What differences have you noticed in the private sector compared to the military?

This is a loaded question, but I’ll try my best to streamline! Here’s a few:

  • Walking on the grass and having your hands in your pockets is OK now
  • Being at least 15 minutes early to a meeting/appointment is no longer imperative
  • Calling people by their first name is completely acceptable now
  • In the military, you’re taught that essentially everything, and I mean everything, matters. Everything you do or don’t do is a direct reflection of you and your leadership/organization you’re assigned to; everything you do or don’t do has an impact in some way, shape, or form on Americans’ lives and/or America’s freedoms. For me, trying to relax and be on “chill mode” has been and is still an adjustment.

As a military member transitioning out, do you feel the DOD SkillBridge program has been providing you with enough real-world experience, valuable learning opportunities, and support? 

I believe the intent of the Skillbridge program is magnificent - a golden opportunity for transitioning service members to set themselves up for post-military career success. The tricky part for service members can be getting connected to a company that is aligned with valuing their military experience as relevant. I feel privileged to be partnered with D&Z because my prior experience is valued here and not dismissed as irrelevant. For example, I knew there would be and quickly learned that differences exist between civilian and military recruiting/TA. But unlike some other companies I explored Skillbridge opportunities with, D&Z understood the knowledge-gaps and said “We’ll just fill in those differences, but still want you to utilize and exploit the skills you’ve gained in the military for the betterment of our organization!” This was key for me because other companies were wanting to bring me in as entry-level with no experience.

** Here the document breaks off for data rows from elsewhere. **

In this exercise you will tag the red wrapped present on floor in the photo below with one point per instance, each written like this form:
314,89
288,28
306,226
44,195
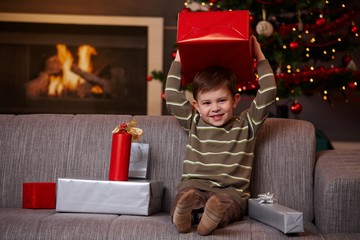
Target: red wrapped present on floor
39,195
215,39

Based off your time so far, would you recommend DOD SkillBridge to other military members? 

Absolutely, the program is very beneficial. However, doing Skillbridge with Day & Zimmermann is the biggest recommendation I’d tout the most. Even though I’m the company’s first DOD Skillbridge intern and the program here is relatively infant, I couldn’t have asked for a better environment and company to be affiliated with as the support and experience have far exceeded my expectations!

Anything else you would like to share?

I’m looking forward to helping mold and shape D&Z’s Skillbridge and overall Veteran presence in the military community.  D&Z is not yet a household name in that space, but it should be and I hope to play a part in making it happen. Lastly, I’m looking forward to getting to know and working with each of you, as the opportunity presents itself!